Saturday, August 28, 2010

Our Chickens: A Dilemma, a Tragedy, and Some Confusion Cleared Up

I wrote about our chickens last fall when we first got them. I guess I didn't tell an important story that leads up to recent events.

We got Blackie first, and a few days later picked up Penny and Squawk, who looked almost alike. (Penny is speckled.) The first or second day at our house, they were running around the yard, and wouldn't come out from behind the brush pile when I wanted to put them in the coop in the evening. I finally got Blackie but not the other two. I knew there was a danger that a raccoon would attack them, so I left my shoes and a flashlight ready near the door.

Sure enough, I heard a bunch of squawking in the middle of the night and rushed out. I saw a commotion over by the greenhouse, and thought I'd shine my light on a chicken. Nope, it was the raccoon I saw in my beam. I found Squawk, and two piles of feathers the raccoon had ripped off her. She didn't seem to have any scratches or blood, though, so I hoped she was ok. I put her into the coop, and the next morning Penny showed up, just fine.

I thought we'd had a lucky escape, but Squawk almost never laid proper eggs, and I had to wonder if the trauma of the raccoon attack had messed her up. She usually laid eggs with no shell in the coop, and they'd fall to the metal bottom, looking something like fried eggs. Once in a great while, we'd get proper eggs from her, but the shells would be very rough. We got less than a dozen eggs from her in all these months.

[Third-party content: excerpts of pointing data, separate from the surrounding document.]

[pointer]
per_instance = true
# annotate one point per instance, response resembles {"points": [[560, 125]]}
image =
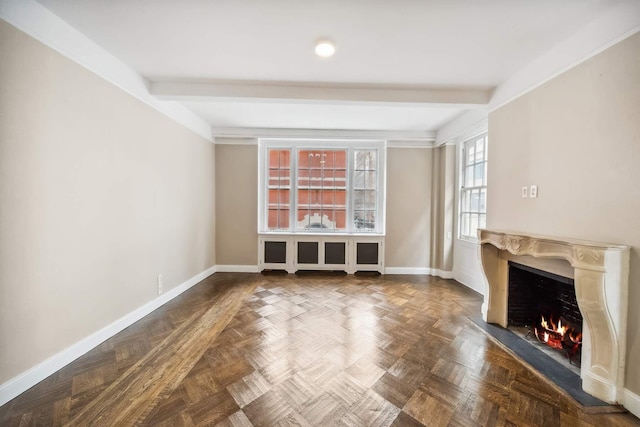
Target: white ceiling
{"points": [[214, 53]]}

When we came back from our Michigan trip in July, one of the chickens had gotten lighter, but I couldn't tell if it was Penny or Squawk. They both seemed speckled now. We were getting less eggs, and I began to suspect that the chickens were eating their own eggs. (Chickens need lots of calcium to make their eggshells, and feeding them eggshells is a good way to make sure they get it - except that some people fear this will encourage them to eat their eggs. I had been feeding them their own eggshells.) Well, last week I got confirmation when I saw a wet eggshell in their run. So I knew they were eating the eggs, and I couldn't figure out what to do about it. I figured I'd have to do some research when I had a little extra time. I stopped getting any eggs at all, and every day with no eggs, I wondered if there would be any solution...

That's the dilemma I had on my hands. Then we had a tragedy occur. It was exceptionally hot for the Bay Area this past week, and on Tuesday I found one of the chickens lying in the run, dead. (They had all seemed just fine that morning.) I felt guilty for not providing them better shade. The run is near the redwood tree, and is shaded for much of the day, but not all of it. I was so sad, and wondered if the other chickens would be bothered. We didn't know for sure if it was Penny or Squawk who had died. We decided to say it was Squawk, and call the living light-colored chicken Penny.

Not only have the chickens seemed fine, but we're suddenly getting two eggs a day. So it turns out that just one of the chickens was eating the eggs. And this morning I looked at the eggshells and knew. I had eggs from Blackie and Penny in my hands. It was Squawk who'd been eating the eggs, and Squawk who'd died. We are sad about her death, but grateful to be getting eggs again.

This also means the coop will be much easier to clean from now on, without all those raw eggs stuck to the bottom. I'm grateful.

Thank you Squawk for the eggs you gave us. May your next life be a better one.